The political economy of Argentina in the XX and early XXI century has been characterized by the difficulty of establishing a sustainable path of balanced and integrated development due to the social, economic, and political conflict between rural and urban, agriculture and industry, high class versus low class, Radical or Justicialist party supporters which generated stop and go cycles. This Dissertation analyzes the political economy of agriculture and food policies in Argentina during the first decade of the XXI century through a conceptual framework that takes into account politics, policies, economics and social responses through voting, lobbying, advocacy and demonstrations in order to shed light on the nature of this conflict.

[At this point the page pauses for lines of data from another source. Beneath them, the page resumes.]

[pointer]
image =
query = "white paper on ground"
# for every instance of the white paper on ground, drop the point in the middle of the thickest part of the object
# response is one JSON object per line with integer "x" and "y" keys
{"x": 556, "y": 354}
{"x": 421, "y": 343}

This study employs economic voting and political referendum empirical models to estimate the effect of agricultural and food policies enacted in Argentina between 2002 and 2010 in the electoral results for the incumbent party, Partido Justicialista-Frente para la Victoria, in the elections of 2001, 2003, 2005, 2007, and 2009. The electoral response is estimated using aggregate-level data at the department level through Ordinary Least Square and Seemingly Unrelated Regression estimation techniques and controlling for wealth, education, age, and sex.
This research found an overall effect between agricultural revenue taxed away by the national government and the difference in voting for the PJ-FpV during the last four election periods across four different social cleavages: urban-rural, center-periphery, agriculture-industry, and class. This research also found an effect between layers of government, nation versus province and nation versus department, but no effect for the different branches of government (executive and legislative) was found.
Given that the rural farming population does not have a voting density comparable to that of the urban wage earning population in Argentina, farming organizations will have to affect policymaking via other social responses, lobbying or interest group access and advocacy coalitions. However, if these two other ways to produce a change in the policy process fail, they will have to resort to social demonstrations with the risks that social response entails.